Condo rental prices fell over 10% across Canada in July, despite the country counting its first increase in national rental costs since the pandemic began.
The results are part of Rentals.ca’s and Bullpen Research & Consulting’s National Rent Report. Overall, they found that the average monthly rent for all Canadian properties listed on Rentals.ca in July was $1,771. This is up $1 over June, but still down 8.1% year over year.
“The $1 increase represents the first time the average rent increased on a monthly basis since September 2019,” a press release from the companies said, “even though average asking rents nationally are still down 9.4% from that market peak of $1,954 that month.”

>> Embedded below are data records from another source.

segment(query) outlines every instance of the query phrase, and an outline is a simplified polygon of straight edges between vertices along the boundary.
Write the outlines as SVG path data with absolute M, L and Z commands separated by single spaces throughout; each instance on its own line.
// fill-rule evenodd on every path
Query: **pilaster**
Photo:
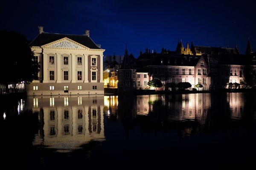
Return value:
M 43 70 L 44 70 L 44 80 L 43 81 L 43 83 L 48 83 L 49 82 L 49 79 L 48 79 L 48 58 L 47 55 L 46 54 L 45 52 L 43 53 L 43 58 L 44 58 L 44 65 L 43 67 L 44 68 Z
M 76 83 L 77 82 L 77 76 L 76 76 L 76 74 L 77 74 L 77 71 L 76 70 L 76 65 L 77 63 L 76 62 L 76 56 L 74 54 L 71 54 L 71 83 Z
M 100 83 L 103 82 L 103 55 L 100 55 L 100 79 L 99 80 Z
M 56 83 L 61 83 L 62 81 L 61 56 L 58 53 L 56 53 L 56 58 L 57 58 L 57 80 Z
M 84 54 L 84 83 L 88 83 L 88 55 Z

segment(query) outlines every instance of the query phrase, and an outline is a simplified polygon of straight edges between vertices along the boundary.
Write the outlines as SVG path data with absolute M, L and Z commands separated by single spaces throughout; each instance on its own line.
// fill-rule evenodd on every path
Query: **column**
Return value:
M 43 70 L 44 70 L 44 80 L 43 81 L 43 83 L 48 83 L 49 82 L 49 79 L 48 79 L 48 58 L 47 58 L 47 55 L 46 54 L 45 52 L 43 53 L 43 58 L 44 64 L 43 64 Z
M 58 53 L 56 53 L 57 61 L 57 80 L 56 83 L 61 83 L 62 81 L 62 73 L 61 70 L 61 56 Z
M 76 56 L 74 54 L 71 54 L 71 60 L 72 60 L 72 63 L 71 63 L 71 83 L 76 83 L 76 80 L 77 80 L 77 70 L 76 69 L 76 65 L 77 65 L 77 59 L 76 58 Z
M 99 55 L 100 56 L 100 83 L 103 82 L 103 55 Z
M 88 55 L 84 54 L 84 83 L 88 83 Z

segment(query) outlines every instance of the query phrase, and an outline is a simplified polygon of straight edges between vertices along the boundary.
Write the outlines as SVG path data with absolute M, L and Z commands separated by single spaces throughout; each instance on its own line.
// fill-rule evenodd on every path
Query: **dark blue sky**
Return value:
M 30 2 L 31 1 L 31 2 Z M 146 46 L 160 52 L 184 46 L 234 47 L 244 53 L 250 36 L 256 49 L 256 14 L 253 1 L 9 0 L 0 6 L 0 29 L 20 32 L 29 40 L 45 32 L 90 37 L 104 55 L 129 52 L 137 57 Z

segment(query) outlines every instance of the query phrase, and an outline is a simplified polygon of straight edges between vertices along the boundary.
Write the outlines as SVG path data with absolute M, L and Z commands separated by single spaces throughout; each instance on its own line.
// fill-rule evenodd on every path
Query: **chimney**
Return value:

Both the cost of a single-family home and condominium rentals have declined steadily each month since the pandemic began. According to the report, single-family home rents were down 14.9% year over year in July, and condo rentals were down 11.4% year over year for the month.
Though these luxury units’ prices have been consistently falling, Bullpen’s research shows that apartments only saw lower rents in April and May.
“In July, apartments, which make up the majority of the listings on Rentals.ca, experienced a year-over-year increase of 5.8%,” the company said.
Toronto still holds the highest average monthly rent for a one-bedroom home at $2,051, though the cost of a one-bedroom in the city dropped for the fifth straight month. Besides Toronto, seven of the top 12 cities for most expensive rent are in the GTA.
Vancouver did, however, manage to take the lead in average monthly rent for a two-bedroom at $2,797.
The only assessed Canadian city not to see a decline was Montreal, where average rents were up 11% year over year in July. More specifically, in July, average monthly rents were up 21.6% for a one-bedroom home year over year and up 15.8% for a two-bedroom.
“With the exception of Montreal, rental rates are flat or declining in most major metropolitan areas in Canada,” Matt Danison, CEO of Rentals.ca, said in the release. “Some tenants are looking for larger units in less affluent areas to accommodate their work-from-home needs.”